The second agenda item on her campaign platform is to work to end the recession, basically by creating jobs. Baechler said this can only happen with fair taxation, which must be directed at helping middle class and lower-income families.

"These middle class and lower-income Americans must have money in their pockets to spend in the stores in the towns they live in.

"It's a sales problem.

"Instead, people like Congressman Hastings are giving huge tax breaks to big companies, companies that are not spending money in local communities," said Baechler. "No, it's fair to say I don't believe in the trickle-down effect.

"Incentives should be on giving tax breaks to companies that create jobs," she added.

Baechler also is campaigning on working to preserve everyone's rights, especially those of women, to full health care benefits. In terms of meeting the needs of women with birth control, she said as a former midwife she knows all too well that can't be ignored.

"Women's rights to full health care shouldn't be a basic morality test," she said. "When it comes to the right thing for the American people, we need to always go back to the Constitution."

Baechler doesn't paint herself as a far-left liberal, but figures in the coming months she's bound to get knocked around a bit. "I've been told I would get beat up," she quipped.

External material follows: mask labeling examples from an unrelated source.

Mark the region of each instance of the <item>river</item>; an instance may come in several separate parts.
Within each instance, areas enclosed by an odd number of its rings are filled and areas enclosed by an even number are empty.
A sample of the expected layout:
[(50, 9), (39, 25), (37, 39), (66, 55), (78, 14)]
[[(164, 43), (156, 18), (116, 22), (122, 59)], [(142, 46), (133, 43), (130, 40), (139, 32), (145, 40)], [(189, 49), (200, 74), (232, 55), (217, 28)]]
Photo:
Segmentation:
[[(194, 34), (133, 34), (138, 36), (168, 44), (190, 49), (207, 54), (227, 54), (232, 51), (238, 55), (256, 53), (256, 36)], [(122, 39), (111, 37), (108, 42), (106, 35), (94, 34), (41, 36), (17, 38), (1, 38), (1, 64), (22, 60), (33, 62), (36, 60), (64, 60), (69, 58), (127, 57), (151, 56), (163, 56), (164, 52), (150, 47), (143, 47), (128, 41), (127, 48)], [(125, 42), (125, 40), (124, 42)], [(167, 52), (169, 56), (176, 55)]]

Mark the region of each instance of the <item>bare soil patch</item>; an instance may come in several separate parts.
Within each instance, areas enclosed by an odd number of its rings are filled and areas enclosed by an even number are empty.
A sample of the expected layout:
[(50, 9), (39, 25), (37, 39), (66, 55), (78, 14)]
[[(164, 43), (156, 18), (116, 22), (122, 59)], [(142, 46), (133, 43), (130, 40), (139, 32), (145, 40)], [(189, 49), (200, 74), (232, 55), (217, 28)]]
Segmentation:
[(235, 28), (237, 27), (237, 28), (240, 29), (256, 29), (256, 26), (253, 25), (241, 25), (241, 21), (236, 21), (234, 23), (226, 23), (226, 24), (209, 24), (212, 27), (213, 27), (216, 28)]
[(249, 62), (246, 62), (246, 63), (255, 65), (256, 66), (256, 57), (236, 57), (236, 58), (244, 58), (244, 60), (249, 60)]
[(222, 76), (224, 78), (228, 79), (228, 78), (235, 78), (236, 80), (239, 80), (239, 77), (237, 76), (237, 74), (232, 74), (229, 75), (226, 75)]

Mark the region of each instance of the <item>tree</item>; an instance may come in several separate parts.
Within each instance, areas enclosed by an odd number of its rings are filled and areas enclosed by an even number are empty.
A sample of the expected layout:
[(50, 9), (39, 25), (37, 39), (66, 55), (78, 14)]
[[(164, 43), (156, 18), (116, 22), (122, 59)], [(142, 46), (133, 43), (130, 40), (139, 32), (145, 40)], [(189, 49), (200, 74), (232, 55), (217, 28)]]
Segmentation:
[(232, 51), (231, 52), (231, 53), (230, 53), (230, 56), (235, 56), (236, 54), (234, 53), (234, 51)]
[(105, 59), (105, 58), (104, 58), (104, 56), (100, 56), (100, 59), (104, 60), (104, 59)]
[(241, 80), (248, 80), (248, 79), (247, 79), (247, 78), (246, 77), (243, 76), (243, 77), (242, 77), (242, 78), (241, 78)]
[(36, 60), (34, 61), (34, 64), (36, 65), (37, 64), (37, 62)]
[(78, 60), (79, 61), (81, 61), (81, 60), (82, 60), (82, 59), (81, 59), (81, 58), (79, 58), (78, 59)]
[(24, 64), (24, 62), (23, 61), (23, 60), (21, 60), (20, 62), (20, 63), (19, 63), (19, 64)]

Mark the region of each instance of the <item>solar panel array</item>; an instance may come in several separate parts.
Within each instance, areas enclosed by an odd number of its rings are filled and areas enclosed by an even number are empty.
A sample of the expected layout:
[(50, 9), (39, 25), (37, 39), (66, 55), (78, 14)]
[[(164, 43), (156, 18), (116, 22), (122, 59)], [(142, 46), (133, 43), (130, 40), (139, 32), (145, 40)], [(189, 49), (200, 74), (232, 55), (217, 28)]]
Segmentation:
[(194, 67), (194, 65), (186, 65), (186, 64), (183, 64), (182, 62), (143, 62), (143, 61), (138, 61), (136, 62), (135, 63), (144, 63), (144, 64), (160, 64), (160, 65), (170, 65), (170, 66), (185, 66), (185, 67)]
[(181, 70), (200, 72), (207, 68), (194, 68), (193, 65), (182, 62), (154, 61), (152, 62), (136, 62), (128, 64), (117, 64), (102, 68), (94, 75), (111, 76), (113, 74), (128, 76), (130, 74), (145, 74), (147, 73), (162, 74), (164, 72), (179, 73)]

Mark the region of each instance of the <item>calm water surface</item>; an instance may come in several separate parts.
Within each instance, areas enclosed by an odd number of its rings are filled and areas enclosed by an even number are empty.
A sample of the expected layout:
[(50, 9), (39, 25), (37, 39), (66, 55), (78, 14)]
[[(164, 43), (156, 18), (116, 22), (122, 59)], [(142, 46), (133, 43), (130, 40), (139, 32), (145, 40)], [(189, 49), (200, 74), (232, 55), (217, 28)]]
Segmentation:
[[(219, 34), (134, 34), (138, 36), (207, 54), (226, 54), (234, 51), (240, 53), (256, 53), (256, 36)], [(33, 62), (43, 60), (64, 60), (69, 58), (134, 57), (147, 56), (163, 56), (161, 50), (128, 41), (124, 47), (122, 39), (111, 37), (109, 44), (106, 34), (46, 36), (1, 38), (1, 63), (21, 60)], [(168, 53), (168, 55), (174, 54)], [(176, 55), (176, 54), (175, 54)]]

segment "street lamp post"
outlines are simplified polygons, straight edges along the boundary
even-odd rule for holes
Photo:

What she may be referring to is her track record as the owner and CEO of what was once the internationally acclaimed Baby Jogger company. Founded in the mid-1980s, the firm, officially listed as Racing Strollers Inc., was highly profitable, with sales by some estimates reaching $12 million in 1999. Sales, according to published reports, plummeted to half that within a couple of years. Following charges that the design of a prototype stroller had been stolen by a company employee, it wasn't long after the firm, which throughout the 18 years Baechler operated it employed anywhere from 30 to 80 employees at any given time, filed for bankruptcy.

Asked why local voters should cast their ballots for her instead of her opponent, Baechler isn't shy in bringing up Hastings' record. She's quick to point out that she respects Hastings for the time he has given during his many years in public office, but stresses she resents the campaign donations he's accepted from the big companies, like Chevron, "...that have hurt the American people.

"We need to be looking at alternative energy sources, which would go hand-in-hand with a jobs program.

"I don't think we should be subsidizing big oil and gas companies...and if you look at the voting records, it's Doc Hastings and others in the Republican party who are giving Chevron and the likes big tax breaks," she said.